I grew up in Laurel Springs, New Jersey but I always say “Philadelphia” when people ask where I’m from. It says so on my birth certificate and I’ll never budge on that. Plus, Laurel Springs is one of those suburban, cookie-cutter towns with a patchwork of four-lane highways bordered by strip malls, chain restaurants, and the intermittent, open pasture of a Little League field. I wasn’t always ashamed of it. I used to think it was the only place on Earth I’d ever live, back when my brother and I would hide from the summer sun under the shade of a massive oak in the front yard, and we’d roll our Matchbox cars up and down the winding super-network of roads provided by its gnarled root system.
But then came the road crews, and the engineering crews squinting behind their quirky tripods, and the tree service crews, and before you knew it everything was covered in asphalt and retail.
That’s when I stopped getting annoyed about spending every weekend at my Grandparents’ house in South Philly.

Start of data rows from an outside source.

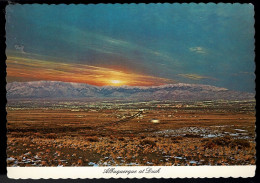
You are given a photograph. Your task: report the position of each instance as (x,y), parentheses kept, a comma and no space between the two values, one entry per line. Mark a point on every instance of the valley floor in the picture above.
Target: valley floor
(77,133)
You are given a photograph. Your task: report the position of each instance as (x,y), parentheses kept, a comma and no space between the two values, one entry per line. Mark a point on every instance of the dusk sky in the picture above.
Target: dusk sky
(140,45)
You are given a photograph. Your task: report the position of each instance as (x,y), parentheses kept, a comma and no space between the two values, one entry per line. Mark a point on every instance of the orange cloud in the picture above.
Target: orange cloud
(24,69)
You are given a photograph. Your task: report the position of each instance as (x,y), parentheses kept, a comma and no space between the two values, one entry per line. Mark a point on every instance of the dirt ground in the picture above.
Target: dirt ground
(78,133)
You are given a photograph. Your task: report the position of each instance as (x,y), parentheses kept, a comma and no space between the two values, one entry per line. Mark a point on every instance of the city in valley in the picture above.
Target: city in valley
(129,133)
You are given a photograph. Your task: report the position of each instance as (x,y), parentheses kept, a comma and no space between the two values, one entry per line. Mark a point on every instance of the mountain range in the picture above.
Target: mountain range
(180,91)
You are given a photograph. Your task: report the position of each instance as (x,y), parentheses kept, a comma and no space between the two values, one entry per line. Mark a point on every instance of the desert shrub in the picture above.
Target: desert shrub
(190,135)
(93,139)
(241,143)
(148,142)
(143,136)
(121,139)
(222,141)
(210,145)
(51,135)
(175,141)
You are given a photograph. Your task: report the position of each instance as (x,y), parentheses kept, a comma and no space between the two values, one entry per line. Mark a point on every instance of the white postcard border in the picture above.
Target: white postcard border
(131,172)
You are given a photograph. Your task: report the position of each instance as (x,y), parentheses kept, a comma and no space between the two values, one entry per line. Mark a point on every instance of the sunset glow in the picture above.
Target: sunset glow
(116,82)
(24,69)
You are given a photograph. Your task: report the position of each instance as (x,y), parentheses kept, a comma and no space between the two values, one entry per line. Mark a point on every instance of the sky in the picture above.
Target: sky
(136,44)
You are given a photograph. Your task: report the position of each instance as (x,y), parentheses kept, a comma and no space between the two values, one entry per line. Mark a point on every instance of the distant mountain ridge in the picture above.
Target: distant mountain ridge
(180,91)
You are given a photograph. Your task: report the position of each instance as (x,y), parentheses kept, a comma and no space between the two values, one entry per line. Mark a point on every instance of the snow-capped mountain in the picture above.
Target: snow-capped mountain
(180,91)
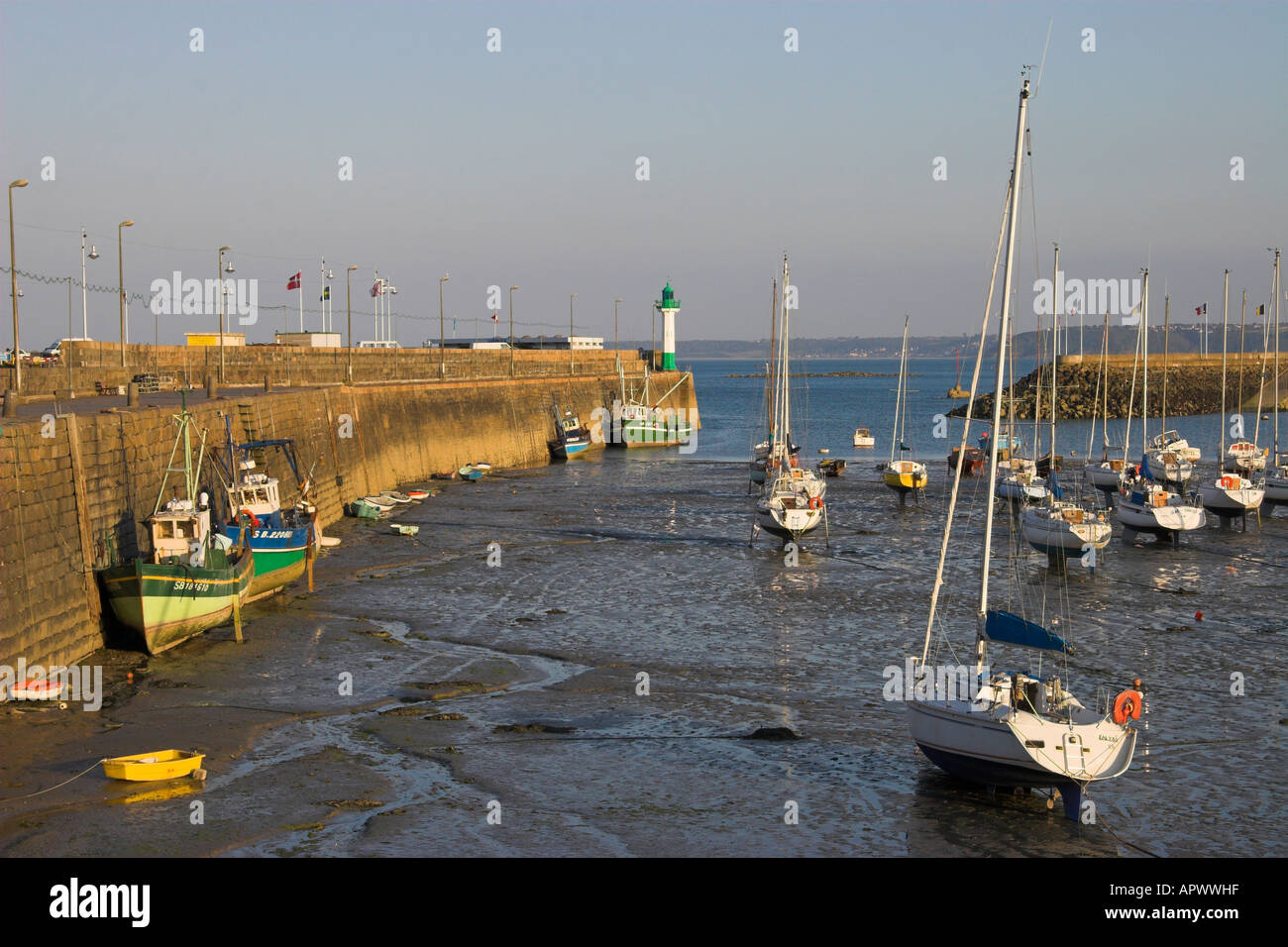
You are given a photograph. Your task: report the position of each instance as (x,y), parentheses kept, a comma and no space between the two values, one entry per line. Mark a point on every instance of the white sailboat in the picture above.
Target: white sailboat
(1232,495)
(1144,504)
(1063,527)
(1012,728)
(793,499)
(903,475)
(1276,478)
(1109,474)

I’d plop down in one of the metal folding chairs in Grandpop’s barbershop with a copy of National Geographic, and I’d suck on a cherry lollipop from the basket next to the saloon-style cash register, and I’d listen to old men talk about Frank Sinatra’s greatest hits even while old blue eyes crooned his love for New York over the transistor radio.
Every once in awhile a bell would jingle and another nameless rabble from the neighborhood, his face flush with stubble, would hang his porkpie hat on the wooden stand next to the door and watch it wobble a few times before he was sure it wouldn’t tip over. Then he’d sit down next to me with only the squeak of the chair and the swish-swish of Grandpop’s scissors racing through salt-n-pepper hair. And I’d read about duckbill platypuses and anteaters and Amazon pythons with the red and white candy stripe whirring down the pole outside the window, until the sting of the Barbicide felt like cold comfort on my nasal passages.
See? I told you. I’m from Philadelphia. And no amount of asphalt or retail could ever provide cover.